Wellbeing is a word we're starting to hear more and more. No longer is it something which is restricted to the health or medical sector - it's becoming something we consider in our everyday lives, which means he houses we live in and buildings we work in need to step up to the mark too. This is good news for the underfloor heating (UFH) sector because it's one of the healthiest and safest ways to heat a building.
UFH works by circulating warm water through a series of continuous loops that are fitter under a floor, creating a large radiant surface that heats a room from the floor upwards. This radiant form of heating is much more comfortable than the convected alternative provided by radiators, which draws cold air across the floor before heating it and then convects the warm air upwards towards the ceiling. Those are the basic physics and if you've been in a room that has UFH installed, you'll know how comfortable it feels - but why is this method of heating so much better for us?

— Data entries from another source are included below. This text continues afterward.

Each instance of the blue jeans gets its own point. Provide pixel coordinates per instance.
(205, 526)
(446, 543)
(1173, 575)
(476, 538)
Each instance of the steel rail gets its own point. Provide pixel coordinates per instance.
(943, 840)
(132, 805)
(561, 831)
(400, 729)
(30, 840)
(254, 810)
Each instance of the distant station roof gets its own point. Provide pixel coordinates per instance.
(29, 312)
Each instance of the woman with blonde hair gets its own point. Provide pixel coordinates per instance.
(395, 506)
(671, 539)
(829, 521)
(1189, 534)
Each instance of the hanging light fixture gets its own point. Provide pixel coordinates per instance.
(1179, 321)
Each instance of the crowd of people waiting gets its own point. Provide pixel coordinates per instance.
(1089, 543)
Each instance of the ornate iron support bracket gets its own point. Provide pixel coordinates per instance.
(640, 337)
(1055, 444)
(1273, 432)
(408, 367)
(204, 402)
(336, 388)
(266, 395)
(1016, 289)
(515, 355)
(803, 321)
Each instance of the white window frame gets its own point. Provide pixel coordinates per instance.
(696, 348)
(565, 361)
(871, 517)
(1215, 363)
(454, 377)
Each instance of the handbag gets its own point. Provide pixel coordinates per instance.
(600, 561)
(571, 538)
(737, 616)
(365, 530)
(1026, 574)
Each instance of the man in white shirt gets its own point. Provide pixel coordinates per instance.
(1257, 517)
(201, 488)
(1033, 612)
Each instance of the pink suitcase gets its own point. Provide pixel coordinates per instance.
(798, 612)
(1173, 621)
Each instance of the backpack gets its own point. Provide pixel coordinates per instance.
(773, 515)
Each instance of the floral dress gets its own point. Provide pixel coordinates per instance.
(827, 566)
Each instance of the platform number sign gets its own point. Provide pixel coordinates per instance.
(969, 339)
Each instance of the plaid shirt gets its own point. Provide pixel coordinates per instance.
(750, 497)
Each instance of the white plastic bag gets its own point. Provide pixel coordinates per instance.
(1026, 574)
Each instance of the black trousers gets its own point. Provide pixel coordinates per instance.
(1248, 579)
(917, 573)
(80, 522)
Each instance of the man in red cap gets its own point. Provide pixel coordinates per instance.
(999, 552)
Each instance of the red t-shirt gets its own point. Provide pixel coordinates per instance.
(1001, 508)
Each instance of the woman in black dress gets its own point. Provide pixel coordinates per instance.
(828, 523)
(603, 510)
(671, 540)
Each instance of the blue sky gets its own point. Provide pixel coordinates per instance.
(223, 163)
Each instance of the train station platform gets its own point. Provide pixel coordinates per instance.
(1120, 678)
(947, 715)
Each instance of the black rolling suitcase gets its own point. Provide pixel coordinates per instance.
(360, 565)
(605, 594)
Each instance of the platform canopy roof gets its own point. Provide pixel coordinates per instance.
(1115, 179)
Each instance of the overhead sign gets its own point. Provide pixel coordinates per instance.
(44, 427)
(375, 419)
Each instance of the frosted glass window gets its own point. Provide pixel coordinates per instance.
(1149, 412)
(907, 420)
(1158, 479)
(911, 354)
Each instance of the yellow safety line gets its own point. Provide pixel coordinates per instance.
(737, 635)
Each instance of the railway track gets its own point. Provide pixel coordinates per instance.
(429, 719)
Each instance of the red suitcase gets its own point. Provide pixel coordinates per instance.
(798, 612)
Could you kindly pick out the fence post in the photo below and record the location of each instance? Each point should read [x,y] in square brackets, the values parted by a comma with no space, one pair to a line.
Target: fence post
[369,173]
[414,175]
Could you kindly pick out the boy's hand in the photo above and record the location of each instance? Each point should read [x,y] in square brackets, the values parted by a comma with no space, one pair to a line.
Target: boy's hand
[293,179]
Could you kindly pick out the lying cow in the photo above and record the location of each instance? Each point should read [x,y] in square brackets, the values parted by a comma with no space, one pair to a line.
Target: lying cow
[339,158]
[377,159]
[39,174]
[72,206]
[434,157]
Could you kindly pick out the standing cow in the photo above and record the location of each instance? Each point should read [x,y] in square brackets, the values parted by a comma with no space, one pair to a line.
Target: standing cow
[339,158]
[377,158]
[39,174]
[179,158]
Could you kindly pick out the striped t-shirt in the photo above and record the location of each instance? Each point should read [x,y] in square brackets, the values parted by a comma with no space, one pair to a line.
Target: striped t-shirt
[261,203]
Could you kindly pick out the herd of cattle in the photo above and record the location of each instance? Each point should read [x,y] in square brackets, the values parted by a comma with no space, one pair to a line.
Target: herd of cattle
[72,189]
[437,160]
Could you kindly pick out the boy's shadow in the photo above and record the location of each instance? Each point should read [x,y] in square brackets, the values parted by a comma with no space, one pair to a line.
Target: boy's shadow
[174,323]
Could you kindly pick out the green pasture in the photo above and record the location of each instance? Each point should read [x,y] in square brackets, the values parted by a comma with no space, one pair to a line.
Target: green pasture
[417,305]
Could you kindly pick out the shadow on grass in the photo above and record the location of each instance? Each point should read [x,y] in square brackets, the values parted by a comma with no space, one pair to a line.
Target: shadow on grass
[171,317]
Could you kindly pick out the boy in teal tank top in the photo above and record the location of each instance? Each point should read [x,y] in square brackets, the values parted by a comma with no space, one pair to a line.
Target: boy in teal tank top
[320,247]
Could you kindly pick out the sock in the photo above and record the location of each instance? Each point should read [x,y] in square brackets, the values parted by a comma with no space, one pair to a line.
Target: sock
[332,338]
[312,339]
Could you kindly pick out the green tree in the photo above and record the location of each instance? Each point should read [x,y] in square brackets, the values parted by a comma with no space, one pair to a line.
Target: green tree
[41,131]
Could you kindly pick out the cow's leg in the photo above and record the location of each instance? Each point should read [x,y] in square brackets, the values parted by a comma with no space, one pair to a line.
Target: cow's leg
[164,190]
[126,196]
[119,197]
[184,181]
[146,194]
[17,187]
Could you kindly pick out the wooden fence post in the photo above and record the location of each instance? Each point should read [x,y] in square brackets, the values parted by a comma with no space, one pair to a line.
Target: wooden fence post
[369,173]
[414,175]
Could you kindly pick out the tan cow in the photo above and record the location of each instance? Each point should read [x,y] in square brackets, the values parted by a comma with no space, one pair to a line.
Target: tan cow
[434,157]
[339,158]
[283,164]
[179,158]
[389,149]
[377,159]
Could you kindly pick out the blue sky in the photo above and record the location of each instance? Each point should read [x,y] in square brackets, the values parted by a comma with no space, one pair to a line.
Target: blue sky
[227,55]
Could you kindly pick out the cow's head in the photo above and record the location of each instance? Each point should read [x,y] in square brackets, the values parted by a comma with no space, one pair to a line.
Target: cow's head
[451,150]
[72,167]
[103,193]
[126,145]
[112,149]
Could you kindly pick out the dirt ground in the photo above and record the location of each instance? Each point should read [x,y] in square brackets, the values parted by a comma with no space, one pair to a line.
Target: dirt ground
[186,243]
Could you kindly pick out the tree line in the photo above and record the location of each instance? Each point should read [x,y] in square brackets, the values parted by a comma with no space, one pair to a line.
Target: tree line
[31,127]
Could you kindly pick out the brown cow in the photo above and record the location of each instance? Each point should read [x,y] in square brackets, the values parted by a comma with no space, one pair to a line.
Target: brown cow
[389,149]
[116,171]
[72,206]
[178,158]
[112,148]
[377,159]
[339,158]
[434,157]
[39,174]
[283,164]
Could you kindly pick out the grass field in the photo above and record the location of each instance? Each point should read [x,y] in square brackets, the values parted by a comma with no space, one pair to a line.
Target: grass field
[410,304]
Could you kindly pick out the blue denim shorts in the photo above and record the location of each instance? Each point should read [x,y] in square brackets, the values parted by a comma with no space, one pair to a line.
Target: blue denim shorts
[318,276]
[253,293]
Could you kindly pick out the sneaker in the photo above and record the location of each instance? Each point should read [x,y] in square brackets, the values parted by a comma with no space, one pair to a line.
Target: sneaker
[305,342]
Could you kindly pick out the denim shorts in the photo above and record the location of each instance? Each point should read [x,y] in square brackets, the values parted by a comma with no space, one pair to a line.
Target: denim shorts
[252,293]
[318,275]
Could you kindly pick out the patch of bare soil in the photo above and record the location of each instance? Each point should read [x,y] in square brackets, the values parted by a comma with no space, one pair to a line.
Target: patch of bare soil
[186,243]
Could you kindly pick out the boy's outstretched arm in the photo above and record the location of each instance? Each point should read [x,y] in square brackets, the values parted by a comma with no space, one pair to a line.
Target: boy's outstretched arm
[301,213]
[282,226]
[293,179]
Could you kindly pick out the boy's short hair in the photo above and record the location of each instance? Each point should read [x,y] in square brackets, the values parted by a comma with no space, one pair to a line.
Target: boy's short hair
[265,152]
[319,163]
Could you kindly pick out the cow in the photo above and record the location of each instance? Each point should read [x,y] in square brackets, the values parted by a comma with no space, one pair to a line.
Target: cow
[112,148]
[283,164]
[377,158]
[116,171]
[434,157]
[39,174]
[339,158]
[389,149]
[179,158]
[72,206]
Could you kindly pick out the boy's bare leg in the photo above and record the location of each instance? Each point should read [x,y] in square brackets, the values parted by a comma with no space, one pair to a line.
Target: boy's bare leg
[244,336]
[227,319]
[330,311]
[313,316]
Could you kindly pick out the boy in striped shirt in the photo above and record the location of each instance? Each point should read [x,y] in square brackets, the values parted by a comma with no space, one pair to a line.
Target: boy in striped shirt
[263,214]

I'll start by talking about asthma. In the UK each day, on average, one in eight people receive treatment for this respiratory condition. Convection heating systems exacerbate this by encouraging the movement of dust and dust mites in the air, but because UFH users radiant heat, this movement is reduced, providing a much healthier environment.
Next, there's home safety. Each year, more than 3,750 under-fives are admitted to the hospital because of burns and scalds. Most of these occur in the home and are highly preventable. Of course, radiator burns only account for a proportion of this, but if you can help prevent this from happening through your own specifications, then why wouldn't you?
Thermostatic radiator valves on modern heating systems allow for more control, but forgetting tot urn temperatures down, inquisitive little hands and simply our desire to have a warm comfortable home means that these scalding hot metal units cause injury. With UFH however, the warmth is there without danger.
My third point is cleanliness. Convection heaters are a magnet for dust and germs. They're difficult to clean and who honestly dusts behind them, underneath them or between the panels regularly? Even if you don't suffer from asthma, the amount of dirt which can build up just isn't healthy for us to be breathing in every day.
Then, there's the environmental impact. Because UFH covers a greater surface area than radiators, it can run at lower temperatures; 45°C rather than 80°C. This means the demand underfloor heating places on energy sources is significantly less, making them an ideal heating system for use with heat pumps and solar panels - a key consideration for housebuilders in the run-up to the 2025 gas boiler ban.
We appreciate that even when all the facts are laid bare, it can still be a leap of faith to shake up supply chains, but shouldn't this industry be about innovation?
Convection heating has been the 'norm' for some time and it has seen us move away from the cold, damp homes of the past, but the future should be about changing our way of thinking again. We should be looking for better, healthier ways to build our homes, schools, and places of work - and UFH is staring us in the face as a solution.